Jane Austen Mystery - 10 - Jane and the Madness of Lord Byron: Being a Jane Austen Mystery by Stephanie Barron

Jane Austen Mystery - 10 - Jane and the Madness of Lord Byron: Being a Jane Austen Mystery by Stephanie Barron

Author:Stephanie Barron
Language: eng
Format: mobi
Tags: Mystery
ISBN: 9780553386707
Publisher: Random House, Inc.
Published: 2010-09-28T04:01:41+00:00


CHAPTER SEVENTEEN

The Poet

WEDNESDAY, 12 MAY 1813

BRIGHTON, CONT.

MR. SCROPE DAVIES, I AM TOLD, IS POSSESSED OF A complex character. Indeed, if I may believe the Earl of Swithin, who knows Davies best, he is singularly equipped to serve as Lord Byron’s intimate, being possessed of a mind brilliant enough to win him a scholarship at King’s College, Cambridge—but too indolent to long remain there. It was at Cambridge he formed his acquaintance with Byron; and being, like Byron, of impoverished background, the two were continually borrowing money of each other. Davies is a gambler, and a familiar among the denizens of Crockford’s and White’s; a dandy who counts Mr. Beau Brummell among his friends, he is known for his immaculate dress and his existence on a pecuniary knife’s-edge.

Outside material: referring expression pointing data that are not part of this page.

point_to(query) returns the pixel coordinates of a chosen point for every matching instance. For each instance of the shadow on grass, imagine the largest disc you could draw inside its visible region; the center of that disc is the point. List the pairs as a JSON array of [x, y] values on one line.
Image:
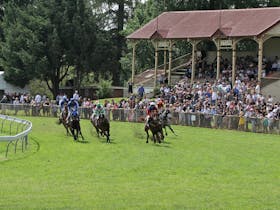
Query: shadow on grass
[[33, 147]]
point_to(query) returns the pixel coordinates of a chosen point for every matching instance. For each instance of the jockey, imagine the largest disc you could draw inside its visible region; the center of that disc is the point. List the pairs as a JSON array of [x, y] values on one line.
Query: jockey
[[62, 103], [99, 109], [151, 111], [73, 106]]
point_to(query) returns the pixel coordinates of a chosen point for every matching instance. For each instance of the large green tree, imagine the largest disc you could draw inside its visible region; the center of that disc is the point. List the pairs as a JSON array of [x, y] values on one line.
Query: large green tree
[[43, 39]]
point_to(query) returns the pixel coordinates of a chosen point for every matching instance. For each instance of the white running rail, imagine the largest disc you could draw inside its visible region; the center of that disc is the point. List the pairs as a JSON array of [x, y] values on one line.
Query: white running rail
[[23, 128]]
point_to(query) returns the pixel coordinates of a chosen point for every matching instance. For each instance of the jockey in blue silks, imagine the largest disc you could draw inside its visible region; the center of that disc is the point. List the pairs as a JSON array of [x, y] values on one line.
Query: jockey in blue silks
[[73, 106], [62, 103]]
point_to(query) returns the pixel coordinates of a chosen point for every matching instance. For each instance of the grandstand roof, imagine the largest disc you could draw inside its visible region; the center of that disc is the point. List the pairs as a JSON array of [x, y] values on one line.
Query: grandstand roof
[[208, 23]]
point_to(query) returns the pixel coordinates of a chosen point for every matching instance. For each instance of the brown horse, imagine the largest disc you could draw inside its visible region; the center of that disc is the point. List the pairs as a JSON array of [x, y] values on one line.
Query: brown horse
[[63, 120], [165, 118], [102, 126], [75, 126], [155, 126]]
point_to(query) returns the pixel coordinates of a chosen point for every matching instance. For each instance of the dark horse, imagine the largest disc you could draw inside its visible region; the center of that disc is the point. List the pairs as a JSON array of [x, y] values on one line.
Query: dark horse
[[155, 126], [63, 120], [102, 126], [75, 127], [165, 120]]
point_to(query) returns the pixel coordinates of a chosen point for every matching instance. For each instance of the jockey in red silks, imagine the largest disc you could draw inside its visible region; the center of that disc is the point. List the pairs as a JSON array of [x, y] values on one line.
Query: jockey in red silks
[[152, 110]]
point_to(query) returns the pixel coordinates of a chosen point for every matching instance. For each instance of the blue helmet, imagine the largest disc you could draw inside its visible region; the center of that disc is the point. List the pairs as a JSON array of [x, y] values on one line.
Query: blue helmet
[[74, 113]]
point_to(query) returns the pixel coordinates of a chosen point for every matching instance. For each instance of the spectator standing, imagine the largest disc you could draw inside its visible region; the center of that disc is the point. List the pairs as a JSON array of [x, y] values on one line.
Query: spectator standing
[[141, 91]]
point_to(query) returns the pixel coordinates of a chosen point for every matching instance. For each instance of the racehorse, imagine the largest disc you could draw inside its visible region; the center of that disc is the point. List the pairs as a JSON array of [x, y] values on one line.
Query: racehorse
[[75, 127], [102, 126], [155, 126], [63, 120], [165, 120]]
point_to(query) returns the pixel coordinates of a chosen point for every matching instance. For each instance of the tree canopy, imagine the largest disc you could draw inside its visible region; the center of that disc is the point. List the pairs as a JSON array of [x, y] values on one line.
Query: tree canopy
[[46, 39]]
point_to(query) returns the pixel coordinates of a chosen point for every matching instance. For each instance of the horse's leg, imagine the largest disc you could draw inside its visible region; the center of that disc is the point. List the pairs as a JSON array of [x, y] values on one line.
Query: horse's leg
[[169, 126], [165, 130], [154, 138], [97, 131], [73, 133], [147, 132], [80, 131]]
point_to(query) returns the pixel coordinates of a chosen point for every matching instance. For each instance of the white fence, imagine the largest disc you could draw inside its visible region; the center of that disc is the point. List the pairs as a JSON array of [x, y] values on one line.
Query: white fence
[[14, 130]]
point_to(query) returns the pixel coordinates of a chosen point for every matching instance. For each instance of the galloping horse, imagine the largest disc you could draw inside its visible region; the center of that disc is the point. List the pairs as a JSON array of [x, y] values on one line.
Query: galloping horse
[[155, 126], [102, 126], [63, 119], [165, 120], [75, 127]]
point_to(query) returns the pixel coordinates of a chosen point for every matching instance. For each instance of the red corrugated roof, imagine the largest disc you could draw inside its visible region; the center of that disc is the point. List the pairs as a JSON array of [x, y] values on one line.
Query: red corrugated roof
[[205, 23]]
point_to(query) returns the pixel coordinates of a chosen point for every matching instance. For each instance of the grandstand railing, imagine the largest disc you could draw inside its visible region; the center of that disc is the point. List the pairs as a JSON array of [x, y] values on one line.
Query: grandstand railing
[[231, 122], [13, 130]]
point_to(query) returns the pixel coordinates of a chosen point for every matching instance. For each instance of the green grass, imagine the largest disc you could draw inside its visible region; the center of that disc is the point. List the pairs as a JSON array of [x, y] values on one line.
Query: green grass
[[198, 169]]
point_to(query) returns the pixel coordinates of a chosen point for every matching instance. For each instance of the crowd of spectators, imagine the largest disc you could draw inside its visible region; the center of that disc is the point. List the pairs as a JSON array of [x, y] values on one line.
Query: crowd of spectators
[[206, 96]]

“I had heard, from sources I should judge unimpeachable,” said our own particular banker, Henry, as we quitted the Castle, “that Davies stood surety for a significant loan—nearly five thousand pounds—when Byron was but a minor; which sum was not repaid for nearly six years. The duns so hounded Davies he was said to contemplate suicide; he was subject to arrest, and petitioned for the arrears in interest; and all the while, his lordship was abroad—enjoying the exotic climes that should inspire him to write Childe Harold. In this we find the measure of the gentleman’s loyalty—poor Davies has every reason to hate Lord Byron; and yet the two remain friends.”

There it was again; the word hate. If one were intent upon exonerating the poet, one might well begin by examining those who should wish to see him hanged. Cuckolded husbands, ladies spurned, and friends upon whom he presumed too much. “Mr. Davies was not arrested for debt, however?”

It was the Earl who answered me. “Byron mortgaged his birthright—Newstead Abbey in Nottinghamshire—last year; perhaps then he discharged his debt to poor Davies. The gentleman has been patience itself; not even the destruction of his peace may diminish his regard for Byron. He is even named as one of the Executors of his lordship’s Estate.”

It was not until we were arrived at Mr. Davies’s door that I understood he lived in Church Street—and, moreover, had taken a house directly opposite General Twining’s, where we had let down Catherine only a few days previous. The sudden knowledge of Byron’s proximity to his alleged victim brought me up short—any sort of meeting, in the dead of night, should have been possible. The poet might have been watching Catherine for weeks past, under the cover of his friendship for Mr. Davies! He might have stood, in the wee hours of Tuesday morning, at an upper-storey window and observed the poor girl’s solitary progress towards her home. He might have intercepted her. Avowals of time and place, the witness of friends, were as nothing, once the position of both households was observed. I must pay a call of condolence soon on General Twining—and learn what I could of that fatal night.

Henry, I am certain, was alive to the possibilities in Mr.